Counting votes: Loosly coupled. There is coordination in assigning a different section of the country to each vote counting resource. Each vote counting resource counts only it’s assigned region. Coordination is needed at the end to collect the sum of all the votes from each vote counting entity.
Building a car: Tightly coupled. Several tasks can be run in parallel, but communication and sharing of parts is necessary to complete the assembly. For example, the following tasks can be run in parallel: Parallel Task I: assemble parts of the main frame, engine, doors, etc. Parallel Task II: install the doors, seats, dashboard, wheels, tires, etc. to the main frame Parallel Task III: Install the wiring for door components and paint the car.
Weather: Loosely coupled. Based on how the problem was described above (super high-level), only mentioning the learning and predicting phase only, it is loosely coupled. It require the initial mapping of computing resources and the final reporting.
There are three main key components of (tightly coupled) parallel programming. Component 1 is problem decomposition. Split the problem into parts that should be able to process independently (to some extent). This is usually done by the user. Component 2 is concurrency. The idea that multiple workers can work on independent tasks simultaneously. Parts of the work can be done simultaneously.
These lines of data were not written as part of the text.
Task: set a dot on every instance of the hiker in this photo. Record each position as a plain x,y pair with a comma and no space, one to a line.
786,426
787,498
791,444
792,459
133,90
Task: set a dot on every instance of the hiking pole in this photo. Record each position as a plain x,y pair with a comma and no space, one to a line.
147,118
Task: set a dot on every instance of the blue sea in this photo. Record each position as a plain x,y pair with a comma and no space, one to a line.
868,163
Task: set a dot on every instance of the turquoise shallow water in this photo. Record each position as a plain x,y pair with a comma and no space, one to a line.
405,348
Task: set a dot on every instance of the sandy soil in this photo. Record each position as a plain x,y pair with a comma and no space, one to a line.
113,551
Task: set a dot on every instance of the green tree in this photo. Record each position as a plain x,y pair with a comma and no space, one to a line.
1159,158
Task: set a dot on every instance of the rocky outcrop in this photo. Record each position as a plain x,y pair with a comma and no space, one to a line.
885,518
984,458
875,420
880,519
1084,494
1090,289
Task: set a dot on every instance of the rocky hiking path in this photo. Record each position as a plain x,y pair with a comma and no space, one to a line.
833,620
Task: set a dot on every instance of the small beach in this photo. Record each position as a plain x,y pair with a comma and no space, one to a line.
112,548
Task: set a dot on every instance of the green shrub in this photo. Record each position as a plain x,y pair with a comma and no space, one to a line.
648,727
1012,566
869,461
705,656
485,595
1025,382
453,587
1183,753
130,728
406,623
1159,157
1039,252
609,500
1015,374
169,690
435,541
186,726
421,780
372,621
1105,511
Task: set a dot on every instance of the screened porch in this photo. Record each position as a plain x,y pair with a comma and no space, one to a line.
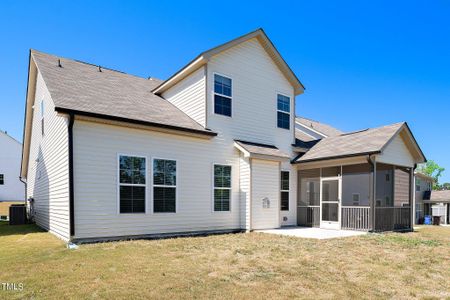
366,197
Component 3 is communication and coordination. A data exchange among workers is necessary to solve the problem. Data sharing is handled through parallel frameworks (such as OpenMP and MPI).
Figure: Key components of parallel programming.
Consider the car assembly problem. The problem can be decomposed into Parallel Task I: assemble parts of the main frame, engine, doors, etc., Parallel Task II: install the doors, seats, dashboard, wheels, tires, etc. to the main frame, and Parallel Task III: Install the wiring for door components and paint the car.
Each of the sub-tasks in each of the three parallel tasks can be done concurrently. This can be done on independent tasks that require no coordination or communication. For example, assembling the main frame, engine, and doors can be done concurrently.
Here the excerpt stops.